Previsto dentre as garantias creditícias em favor da Fazenda Pública, o processo de execução fiscal, regido por lei específica — Lei nº 6.830/1980 (Lei de Execução Fiscal), prevê uma série de garantias e privilégios processuais ao ente público, visando à satisfação do crédito regularmente inscrito em dívida ativa. Dentre tais privilégios, destaca-se a previsão de que só será cabível embargos à execução após a garantia do juízo (artigo 16, § 1º, da LEF), o que não guarda similaridade nas execuções comuns.
No ponto, a despeito de já haver jurisprudência relativizando tal imposição (a exemplo do decidido no REsp 1.487.772-SE, caso "comprovado inequivocadamente que o devedor não possui patrimônio para garantia do crédito exequendo" [1]), para os fins que se prestam o presente artigo, trabalharemos com a regra geral de que a garantia do juízo é pressuposto de admissibilidade dos embargos à execução fiscal.
Aliás, em relação aos embargos, a doutrina há muito se pacificou no sentido de que, embora apresente incontestável ligação instrumental com a execução fiscal de que decorre, a sua natureza jurídica é de ação de conhecimento, proposta com o fim de se opor à demanda executiva em curso, sendo a defesa por excelência em tal procedimento (embora caiba, a teor da Súmula 393 do STJ, a exceção de pré-executividade, a qual não será abordada no presente estudo).
Pois bem, vencidas tais premissas iniciais, analisemos a questão acerca do prazo legalmente previsto — 30 dias — para o oferecimento dos embargos à execução fiscal, especialmente quanto aos termos iniciais da contagem. Para tanto, valho-me da redação do artigo 16 da LEF:
"Art. 16 – O executado oferecerá embargos, no prazo de 30 (trinta) dias, contados:
I – do depósito;
II – da juntada da prova da fiança bancária ou do seguro garantia; (Redação dada pela Lei nº 13.043, de 2014)
III – da intimação da penhora" [2].
De maior relevo para a finalidade do artigo, cingiremos a análise quanto aos marcos iniciais previstos nos incisos II e III, porque, segundo a redação legal, apresentam diferentes tratamentos, embora se constatem divergências interpretativas na sua aplicação no cotidiano prático no âmbito do Poder Judiciário.

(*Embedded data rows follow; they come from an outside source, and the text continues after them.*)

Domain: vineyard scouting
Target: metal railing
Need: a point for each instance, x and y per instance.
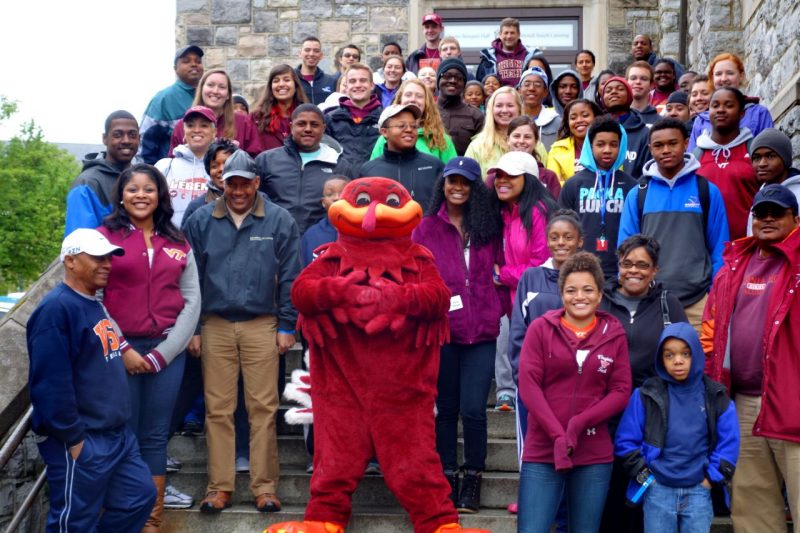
(6, 452)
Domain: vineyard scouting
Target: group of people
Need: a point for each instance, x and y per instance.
(612, 244)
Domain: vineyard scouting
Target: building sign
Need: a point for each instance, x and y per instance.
(551, 34)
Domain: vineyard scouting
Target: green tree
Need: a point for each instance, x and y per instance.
(34, 179)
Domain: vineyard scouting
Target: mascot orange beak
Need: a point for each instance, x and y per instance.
(375, 221)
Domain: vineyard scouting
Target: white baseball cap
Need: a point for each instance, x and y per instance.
(88, 241)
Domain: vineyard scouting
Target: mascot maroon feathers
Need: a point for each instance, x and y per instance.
(373, 309)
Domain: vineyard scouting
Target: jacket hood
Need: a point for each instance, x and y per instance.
(587, 157)
(690, 165)
(554, 84)
(724, 151)
(685, 332)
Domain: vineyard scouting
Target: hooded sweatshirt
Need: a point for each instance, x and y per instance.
(683, 431)
(673, 215)
(729, 168)
(89, 199)
(598, 197)
(187, 179)
(557, 104)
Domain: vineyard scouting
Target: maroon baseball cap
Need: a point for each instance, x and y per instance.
(200, 110)
(432, 17)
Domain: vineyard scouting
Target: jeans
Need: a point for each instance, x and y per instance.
(152, 401)
(465, 377)
(672, 509)
(541, 489)
(503, 374)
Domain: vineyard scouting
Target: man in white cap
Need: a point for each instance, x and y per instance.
(401, 161)
(78, 388)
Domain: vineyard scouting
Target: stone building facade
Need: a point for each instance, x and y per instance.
(249, 37)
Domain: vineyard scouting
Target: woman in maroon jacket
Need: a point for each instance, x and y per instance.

Inicialmente, nota-se que, na sua redação originária de 1980, o artigo 16, II, da LEF previa apenas a modalidade "fiança bancária", sendo que o cabimento do "seguro garantia" fora incluído apenas com a Lei nº 13.043 de 2014 (BRASIL, 2014). Inclusive, previamente à inclusão da nova modalidade, havia jurisprudência do Superior Tribunal de Justiça que não reconhecia seu cabimento (a exemplo do decidido no REsp 1.508.171-SP, no sentido de que "A jurisprudência do STJ, em atenção ao princípio da especialidade, era no sentido do não cabimento, uma vez que o art. 9° da LEF não contemplava o seguro-garantia como meio adequado a assegurar a Execução Fiscal" [3]).
Ademais, no panorama atual, a discussão acerca das modalidades não apresenta grande relevância, porque superada pela precitada lei que incluiu tal previsão. Entretanto, entrando no cerne do presente trabalho, constata-se uma problemática acerca do início da contagem do prazo para a apresentação dos embargos à execução fiscal em se tratando da garantia do juízo prevista no artigo 16, II, da LEF, seja fiança bancária, seja seguro garantia.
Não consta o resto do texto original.